00:52:29 Greg D: Congratulations, Shinobu!
00:53:42 Jeffrey Snodgrass: @Brandon are you meaning applying measures developed in one group to another and the problems there?
00:56:00 Daniel Lende: For longitudinal approaches, I’ve long been interested in person-centered approaches (generally contrasted to variable centered approaches). The person bundles variables together, and that bundling is often discounted in many statistical approaches. David Magnusson was a long-term proponent of such approaches, which takes us away from debates about traits and subgroups and such. Here
00:56:21 Daniel Lende: Here is a pdf In Memoriam of Magnusson’s career. https://www.person-research.org/journal/files/3_2/filer/59.pdf
01:04:26 Brandon Kohrt: Hi, All, I have to run. See you at the next meeting.
01:07:09 Laurence Kirmayer, Dr.: Here is some recent work form colleagues here” Neumann, A., Jolicoeur-Martineau, A., Szekely, E., Sallis, H. M., ODonnel, K., Greenwood, C. M., … & Tiemeier, H. (2020). Combined polygenic risk scores of different psychiatric traits predict general and specific psychopathology in childhood. medRxiv.

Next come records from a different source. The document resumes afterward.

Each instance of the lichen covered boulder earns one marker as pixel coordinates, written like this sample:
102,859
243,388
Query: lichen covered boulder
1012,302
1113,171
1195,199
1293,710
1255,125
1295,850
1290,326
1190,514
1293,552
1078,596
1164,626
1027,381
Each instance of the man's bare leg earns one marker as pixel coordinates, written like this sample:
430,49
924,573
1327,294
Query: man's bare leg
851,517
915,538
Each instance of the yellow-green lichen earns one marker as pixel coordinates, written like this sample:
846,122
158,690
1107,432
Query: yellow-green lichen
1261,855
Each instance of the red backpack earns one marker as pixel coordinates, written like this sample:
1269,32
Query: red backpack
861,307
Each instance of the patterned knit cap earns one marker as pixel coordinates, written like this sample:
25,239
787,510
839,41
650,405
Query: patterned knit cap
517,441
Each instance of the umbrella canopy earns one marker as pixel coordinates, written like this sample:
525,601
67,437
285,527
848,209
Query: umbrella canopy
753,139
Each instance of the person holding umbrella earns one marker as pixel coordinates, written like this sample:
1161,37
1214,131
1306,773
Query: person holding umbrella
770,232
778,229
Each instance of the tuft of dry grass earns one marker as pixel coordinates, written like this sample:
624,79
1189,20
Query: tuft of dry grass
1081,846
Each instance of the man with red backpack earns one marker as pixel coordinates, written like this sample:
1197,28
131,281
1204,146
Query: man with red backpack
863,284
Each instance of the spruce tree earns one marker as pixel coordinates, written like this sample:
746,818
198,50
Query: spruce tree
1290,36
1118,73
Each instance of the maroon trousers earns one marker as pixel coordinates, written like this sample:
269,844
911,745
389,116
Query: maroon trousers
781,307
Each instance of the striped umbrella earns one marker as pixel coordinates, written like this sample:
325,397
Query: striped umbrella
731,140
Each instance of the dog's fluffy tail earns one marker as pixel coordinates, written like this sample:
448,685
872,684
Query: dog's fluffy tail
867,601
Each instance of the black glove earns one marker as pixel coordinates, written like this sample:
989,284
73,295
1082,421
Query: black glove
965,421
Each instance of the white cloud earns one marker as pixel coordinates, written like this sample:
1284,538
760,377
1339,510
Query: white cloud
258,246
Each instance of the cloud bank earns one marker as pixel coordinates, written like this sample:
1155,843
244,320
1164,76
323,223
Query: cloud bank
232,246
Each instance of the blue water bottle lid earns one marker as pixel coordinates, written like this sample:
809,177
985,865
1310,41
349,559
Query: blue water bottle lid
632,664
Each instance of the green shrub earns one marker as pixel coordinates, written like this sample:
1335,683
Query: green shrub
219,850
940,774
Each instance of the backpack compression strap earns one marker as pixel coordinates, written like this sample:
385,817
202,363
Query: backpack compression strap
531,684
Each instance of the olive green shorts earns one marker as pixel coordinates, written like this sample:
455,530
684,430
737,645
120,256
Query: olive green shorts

01:10:58 Constance A. Cummings: Power, R., Steinberg, S., Bjornsdottir, G. et al. Polygenic risk scores for schizophrenia and bipolar disorder predict creativity. Nat Neurosci 18, 953–955 (2015). https://doi.org/10.1038/nn.4040
01:14:49 Guillaume Dumas: On PRS and ethnic diversity: https://www.nature.com/articles/s41467-019-11112-0
01:21:22 Shinobu Kitayama: I am sorry I have to go. The discussion was fascinating. Thank you so much, Guillaume!
01:25:33 Dietrich Stout (he/him): I’m afraid I’m going to have to make my way home now as well. Sorry to leave my “moderating” role early but clearly the discussion is moderating itself. Sorry to miss out on the rest!
01:32:34 Constance A. Cummings: https://profiles.ucsf.edu/esteban.burchard
01:34:52 Constance A. Cummings: https://psychology.northwestern.edu/people/faculty/core/profiles/edith-chen.html
01:34:54 Sally Bernardina Seraphin: Thank you @Marjorie. Do you have a reference I can follow up on to learn more?
01:35:22 Daniel Lende: I really like Jeff’s point that we need to start to compare across “meaningful groups”. Exciting! And then to look at individuals, activities, and more…
01:36:41 Greg D: I couldn’t agree more Laurence. To me it’s developmental dynamics not ethnic membership that is generalizable.
01:39:29 Greg D: Thanks, Guillaume!
01:39:47 Jeffrey Snodgrass: Merci Guillaume!
01:40:10 Sally Bernardina Seraphin: Thanks Guillaume!